According to ACIF, critical areas of opportunity are as follows:

  • Roads will be the big winner, with activity set to rise by more than 42 per cent over the next five years amid a massive pipeline of major projects including WestConnex, various Pacific Highway upgrades and the Badgerys Creek Airport Link.
  • Rail, bridges, harbours and airports will join in later. Activity is expected to bottom out over the next two years amid the pull back in infrastructure work associated with major resource projects but then it is slated to rise from $1.651 billion to almost $2.1 billion over the next three years thereon after amid projects like the Australia Inland Rail Expressway and Parramatta Light Rail along with continued work on projects like the North West Rail Link and the CBD to South East Light Rail Link.
  • For the next couple of years at least, residential construction activity is set to remain strong as the state works though a strong pipeline of recent approvals.
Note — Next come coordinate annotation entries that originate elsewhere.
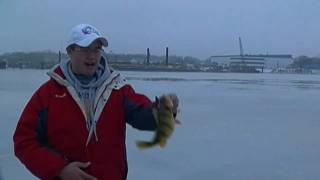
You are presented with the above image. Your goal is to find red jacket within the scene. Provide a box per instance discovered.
[13,67,156,180]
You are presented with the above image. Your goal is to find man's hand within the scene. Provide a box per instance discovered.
[59,162,97,180]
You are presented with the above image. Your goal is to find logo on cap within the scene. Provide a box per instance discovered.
[82,26,100,36]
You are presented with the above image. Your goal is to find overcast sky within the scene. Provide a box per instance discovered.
[0,0,320,59]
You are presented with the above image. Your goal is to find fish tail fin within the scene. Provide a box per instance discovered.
[136,141,156,149]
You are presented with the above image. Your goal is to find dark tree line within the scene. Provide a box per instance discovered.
[0,51,201,69]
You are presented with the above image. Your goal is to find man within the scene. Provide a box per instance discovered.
[13,24,177,180]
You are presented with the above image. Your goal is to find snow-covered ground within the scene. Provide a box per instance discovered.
[0,70,320,180]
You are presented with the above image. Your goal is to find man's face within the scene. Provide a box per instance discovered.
[68,40,102,76]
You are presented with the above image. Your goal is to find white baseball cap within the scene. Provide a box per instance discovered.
[66,24,108,47]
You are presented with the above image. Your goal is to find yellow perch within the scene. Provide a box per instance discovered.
[136,96,175,149]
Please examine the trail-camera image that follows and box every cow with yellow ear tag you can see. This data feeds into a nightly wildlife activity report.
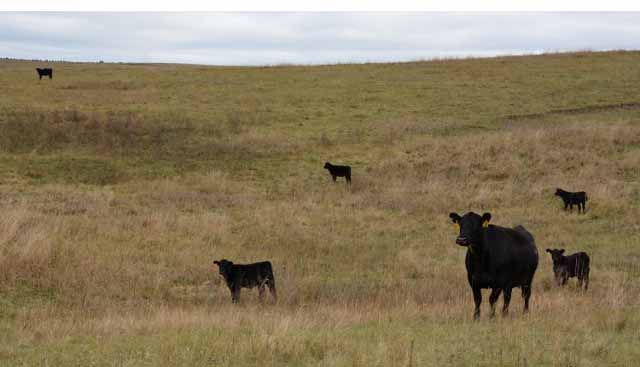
[449,212,538,319]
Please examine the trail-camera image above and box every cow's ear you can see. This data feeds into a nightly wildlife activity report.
[482,213,491,227]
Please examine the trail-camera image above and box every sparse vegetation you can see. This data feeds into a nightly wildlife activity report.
[0,52,640,366]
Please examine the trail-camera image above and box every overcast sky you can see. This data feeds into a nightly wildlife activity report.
[0,12,640,65]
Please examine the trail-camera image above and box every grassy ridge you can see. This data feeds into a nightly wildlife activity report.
[0,52,640,366]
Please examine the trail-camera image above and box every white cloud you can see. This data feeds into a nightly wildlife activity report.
[0,13,640,65]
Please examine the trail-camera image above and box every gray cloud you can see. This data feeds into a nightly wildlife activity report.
[0,12,640,65]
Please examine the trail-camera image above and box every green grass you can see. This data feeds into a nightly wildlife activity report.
[0,52,640,366]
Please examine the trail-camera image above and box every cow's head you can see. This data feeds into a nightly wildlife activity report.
[449,212,491,246]
[213,259,233,278]
[546,248,569,285]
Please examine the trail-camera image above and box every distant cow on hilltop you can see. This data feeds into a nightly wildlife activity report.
[547,248,590,291]
[324,162,351,184]
[36,68,53,80]
[554,188,589,213]
[213,259,277,303]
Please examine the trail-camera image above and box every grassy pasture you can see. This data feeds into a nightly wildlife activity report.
[0,52,640,367]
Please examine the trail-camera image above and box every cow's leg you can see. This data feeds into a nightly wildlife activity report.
[258,282,265,303]
[489,288,502,317]
[584,270,589,292]
[267,277,278,302]
[231,285,240,303]
[521,285,531,313]
[502,288,511,316]
[473,288,482,320]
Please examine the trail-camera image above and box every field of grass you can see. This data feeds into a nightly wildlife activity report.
[0,52,640,367]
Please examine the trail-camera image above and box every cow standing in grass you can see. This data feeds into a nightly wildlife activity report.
[324,162,351,184]
[554,188,589,213]
[547,249,590,291]
[36,68,53,80]
[449,212,538,319]
[213,259,277,303]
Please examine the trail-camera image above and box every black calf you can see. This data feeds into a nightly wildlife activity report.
[36,68,53,80]
[213,259,277,303]
[324,162,351,184]
[547,249,589,291]
[554,189,589,213]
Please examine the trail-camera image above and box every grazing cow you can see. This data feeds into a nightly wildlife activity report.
[213,259,277,303]
[324,162,351,184]
[554,189,589,213]
[36,68,53,80]
[449,212,538,319]
[547,249,590,291]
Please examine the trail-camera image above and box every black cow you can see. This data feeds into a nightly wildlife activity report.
[324,162,351,184]
[213,259,277,303]
[554,188,589,213]
[547,249,590,291]
[36,68,53,80]
[449,212,538,319]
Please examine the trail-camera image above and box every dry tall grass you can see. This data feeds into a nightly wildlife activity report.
[0,53,640,366]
  • Renovations, too, will see a strong year in 2016/17, with activity on large renovations expected to surge by 37 per cent compared with 2016/17 and that on smaller, DIY type jobs expected to increase by 13 per cent.
  • After bottoming out at an expected $1.104 billion this year as the hangover effect from the Building Education Revolution stimulus program finally wears off, the dollar value of work done on education facilities is set to rise by almost 10 per cent in 2016/17 before flattening off thereon after.
  • Likewise, after bottoming out at an expected $1.424 billion this year, activity in the healthcare construction sector is set to rise by 13.5 per cent over the next two years amid work on developments such as stage 1 of the Westmead Hospital Redevelopment, new hospitals and health centres at Wollongong, Gosford and Wyong as well as redevelopments at Mount Druitt, St George Hospital in Koogarah and the Wagga Wagga Base Hospital.
  • Having already risen by more than two and a half times over the past three years, work done on hotel and accommodation facilities is set to rise by another 13 per cent over the next two years. Major upcoming projects include the Anvil Creek Residential & Golf Resort, The Ribbon Hotel at Darling Harbour and the Shaolin Temple Residential and Tourist Development at Norwa along with a good range of projects within the $100 million to $400 million value range.
  • Work associated with the NBN will see telecommunications activity rise from $2.327 billion in 2015/16 to a peak of $2.623 billion in 2017/18.